The philosophy of art was always one of my favorite classes, as a grad student. One evening, my favorite instructor was talking about the sublime—that quality of utter resplendence that so wholly defeats our capacity to contain it, describe it and formulate it in any way, that we find ourselves awestruck. It is a quality that supersedes language entirely.
In art, it is not found by examining the techniques of the artist. Vivaldi can give away his method and his tricks, but still no one will compose like Vivaldi. Renoir can explain his brushstrokes and color mixtures and still, all we’ve got is a good copy, which only makes good foodstuff for the philosophers, who can argue about whether a good copy is really art or not.
The understanding and the employment of technique can only, ever, take us so far. I was thinking about these things one night when I caught an interview with Jason Alexander, of Seinfeld fame. To the question of whether “technique can make you a good actor,” his reply was to the point: “No, it’ll make you a good technician.” It’ll make you a better actor, to be sure, but there’s a sort of magic to good art. There’s an indefinable something about the truly good artist.

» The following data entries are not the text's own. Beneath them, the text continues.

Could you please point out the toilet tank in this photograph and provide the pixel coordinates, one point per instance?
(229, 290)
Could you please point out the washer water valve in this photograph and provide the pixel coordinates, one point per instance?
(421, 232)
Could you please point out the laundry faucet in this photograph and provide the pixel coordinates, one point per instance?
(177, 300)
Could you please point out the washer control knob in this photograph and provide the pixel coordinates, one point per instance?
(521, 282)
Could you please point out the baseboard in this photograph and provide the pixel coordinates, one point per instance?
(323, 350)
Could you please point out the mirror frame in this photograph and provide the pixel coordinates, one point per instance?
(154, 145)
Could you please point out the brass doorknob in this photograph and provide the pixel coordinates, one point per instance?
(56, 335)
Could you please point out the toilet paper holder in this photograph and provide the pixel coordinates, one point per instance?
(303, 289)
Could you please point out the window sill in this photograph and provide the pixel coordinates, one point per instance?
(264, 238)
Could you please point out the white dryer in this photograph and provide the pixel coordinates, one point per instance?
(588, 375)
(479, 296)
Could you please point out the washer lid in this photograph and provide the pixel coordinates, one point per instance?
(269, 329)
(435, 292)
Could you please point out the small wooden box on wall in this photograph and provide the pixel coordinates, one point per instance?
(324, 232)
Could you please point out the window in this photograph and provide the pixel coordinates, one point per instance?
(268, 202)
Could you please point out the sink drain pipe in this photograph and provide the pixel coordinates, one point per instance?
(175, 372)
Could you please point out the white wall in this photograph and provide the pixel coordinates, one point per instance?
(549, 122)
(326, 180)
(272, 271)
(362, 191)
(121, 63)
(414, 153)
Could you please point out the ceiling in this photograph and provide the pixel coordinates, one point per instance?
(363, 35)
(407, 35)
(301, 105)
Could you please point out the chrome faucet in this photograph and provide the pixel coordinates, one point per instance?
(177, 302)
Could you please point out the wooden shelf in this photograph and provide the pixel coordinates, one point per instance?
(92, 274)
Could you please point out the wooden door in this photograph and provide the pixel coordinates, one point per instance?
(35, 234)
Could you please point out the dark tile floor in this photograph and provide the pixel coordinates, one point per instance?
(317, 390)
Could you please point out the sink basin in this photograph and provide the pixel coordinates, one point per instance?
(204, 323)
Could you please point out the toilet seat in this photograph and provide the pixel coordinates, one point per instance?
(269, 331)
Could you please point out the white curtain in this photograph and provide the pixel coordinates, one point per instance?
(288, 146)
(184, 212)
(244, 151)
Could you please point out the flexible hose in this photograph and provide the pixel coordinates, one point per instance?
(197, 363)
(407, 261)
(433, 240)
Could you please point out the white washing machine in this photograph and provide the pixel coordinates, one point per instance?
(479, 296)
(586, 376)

Like the sublime, itself, there’s something you can’t explain about it. It’s the “it” factor. There’s a distinctiveness about the great artist that lies outside the qualities that we can enumerate.
Every instance of it is unique, like the finger print, every one of which looks the same to an untrained eye. But of all the billions of people that have ever existed and that will ever exist, there will never be two identical prints. Or the voice—each of which has its own resonance and tone.
Maybe that’s the key for the philosophers, as to the mystery of the good copy and the problem of calling it art. There is always the suspicion that something is missing. And I would suggest that it’s because the missing component is intangible—it too, is beyond the paint mixtures and brush strokes and techniques. It is creation itself. It is the idea behind it, it is the inspiration to do it and finally, it is the act of unfolding it into reality.
You are the universe unfolding, Zen says.
The artist unfolds a new reality by expressing the world in her mind’s eye, transcending all the while, her own experience, by revealing the one we share. She affords us a glimpse of our collective experience—she catches the ephemeral, like a dancing butterfly, and puts it to form as a subject for our gazing eye. She is a story teller. And it doesn’t much matter if it’s true, for our remembrance of anything is but a construction, subject entirely, to what we were able to apprehend and comprehend, at the time, to our maturity level, to our attention span and to our mood at the time. And as the future has not yet happened, what we take as true is always a creation in some sense.
It is the ineffable creative element that stops us short. It is the sublime. It is the realm of mystery.